Our schedule is Rick makes a big Sunday breakfast and I do a light lunch after picking up what we need.
He went out at my request for flour. I wanted to make oatmeal-molasses bread and our meal would be to fry four pieces of the dough while the loaf baked. When I lived on the Riverway, on Saturdays I didn't go food shopping at Haymarket, I would bake bread for the week. I would fry up pieces of it for my and Llara's lunch. We ate it with butter and syrup.
Making bread in France doesn't make much sense because the breads are wonderful. It is normal to buy it fresh daily and we often carry it home still warm from the oven. However, the oatmeal-molasses bread is not on offer.
Making bread is sensual. There's the smell of the yeast, the colors of the oatmeal and molasses mixing, the addition of the flour. And then there is the kneading. It starts out sticky, but then it becomes elastic. And lastly, there's nothing like the aroma of baking bread.

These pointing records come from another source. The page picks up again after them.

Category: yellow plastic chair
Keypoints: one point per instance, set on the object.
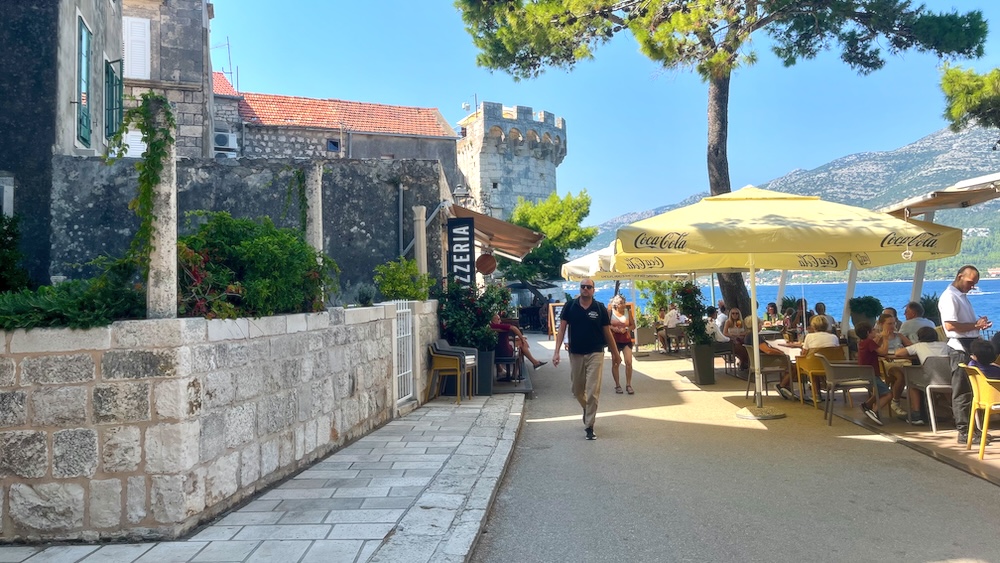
(985, 396)
(810, 367)
(444, 365)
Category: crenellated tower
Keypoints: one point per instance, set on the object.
(509, 152)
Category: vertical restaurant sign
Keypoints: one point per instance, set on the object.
(461, 250)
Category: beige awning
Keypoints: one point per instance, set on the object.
(500, 237)
(963, 194)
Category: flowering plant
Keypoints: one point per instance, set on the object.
(465, 311)
(688, 298)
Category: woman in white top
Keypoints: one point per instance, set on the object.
(820, 337)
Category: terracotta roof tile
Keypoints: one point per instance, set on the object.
(222, 86)
(292, 111)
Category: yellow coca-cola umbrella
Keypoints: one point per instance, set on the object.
(752, 229)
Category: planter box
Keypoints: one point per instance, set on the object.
(703, 358)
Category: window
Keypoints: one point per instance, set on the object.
(83, 87)
(113, 98)
(135, 35)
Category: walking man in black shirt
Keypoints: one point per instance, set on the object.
(589, 332)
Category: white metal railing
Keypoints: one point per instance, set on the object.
(404, 351)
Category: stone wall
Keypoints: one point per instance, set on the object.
(361, 204)
(143, 429)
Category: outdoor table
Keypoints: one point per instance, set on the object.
(770, 335)
(793, 352)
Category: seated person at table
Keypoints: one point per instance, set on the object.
(831, 323)
(984, 357)
(927, 346)
(504, 346)
(818, 337)
(771, 316)
(914, 313)
(868, 355)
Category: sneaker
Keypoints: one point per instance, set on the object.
(871, 414)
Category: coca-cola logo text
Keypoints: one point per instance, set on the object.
(666, 241)
(922, 240)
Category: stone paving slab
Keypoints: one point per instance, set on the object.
(417, 489)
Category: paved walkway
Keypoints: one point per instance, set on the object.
(417, 489)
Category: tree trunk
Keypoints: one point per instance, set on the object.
(734, 290)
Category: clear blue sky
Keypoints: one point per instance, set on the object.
(636, 133)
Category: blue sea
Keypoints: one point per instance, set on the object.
(891, 294)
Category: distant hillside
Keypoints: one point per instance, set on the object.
(877, 179)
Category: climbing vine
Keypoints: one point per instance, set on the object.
(153, 118)
(297, 189)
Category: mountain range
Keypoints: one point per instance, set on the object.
(877, 179)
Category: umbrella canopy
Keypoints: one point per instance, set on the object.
(755, 229)
(781, 231)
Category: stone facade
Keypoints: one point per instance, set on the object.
(38, 116)
(506, 153)
(179, 66)
(361, 205)
(143, 429)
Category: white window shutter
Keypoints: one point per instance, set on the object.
(135, 145)
(137, 51)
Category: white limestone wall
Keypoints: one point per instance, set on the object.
(143, 429)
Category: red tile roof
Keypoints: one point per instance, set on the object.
(222, 86)
(293, 111)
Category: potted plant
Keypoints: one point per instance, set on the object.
(464, 314)
(688, 298)
(931, 311)
(864, 309)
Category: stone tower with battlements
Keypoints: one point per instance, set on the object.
(508, 152)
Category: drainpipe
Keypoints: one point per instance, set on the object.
(400, 215)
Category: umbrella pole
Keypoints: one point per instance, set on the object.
(758, 411)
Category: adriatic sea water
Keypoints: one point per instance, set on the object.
(891, 294)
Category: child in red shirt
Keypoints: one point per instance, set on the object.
(868, 355)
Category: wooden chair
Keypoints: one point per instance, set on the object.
(513, 363)
(844, 377)
(811, 368)
(773, 366)
(933, 375)
(451, 363)
(985, 397)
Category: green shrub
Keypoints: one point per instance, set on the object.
(79, 304)
(400, 279)
(241, 267)
(464, 313)
(366, 294)
(13, 276)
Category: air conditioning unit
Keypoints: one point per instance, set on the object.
(225, 141)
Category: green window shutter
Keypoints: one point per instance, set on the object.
(113, 98)
(83, 87)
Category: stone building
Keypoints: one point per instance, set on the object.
(506, 153)
(167, 52)
(62, 95)
(272, 126)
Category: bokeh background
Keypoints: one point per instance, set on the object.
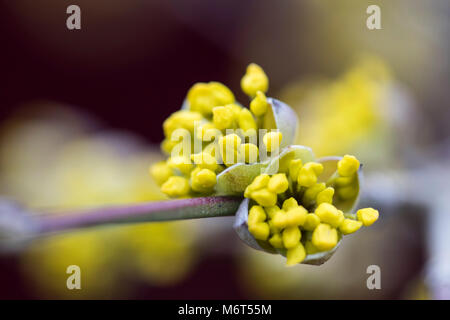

Our coffee table is tiles showing a Swiss mountain scene. It resembles where we used to go in the Alps. Before the lockdown I would look at it with fond memories and awareness, I could go there anytime, but now I can't. Technically two of us are not suppose to be in a car at the same time and it is a good seven-hour drive. I suppose I could hide under a blanket.
Also the borders are closed, but as official Swiss residents we probably would be allowed in. I don't want to take the drive in case they done. Meanwhile we are happy here.
I have a childish streak when you tell me I can't do something, I want to do it more and often do. Not with this.
With the internet, email and phones we are in touch with friends.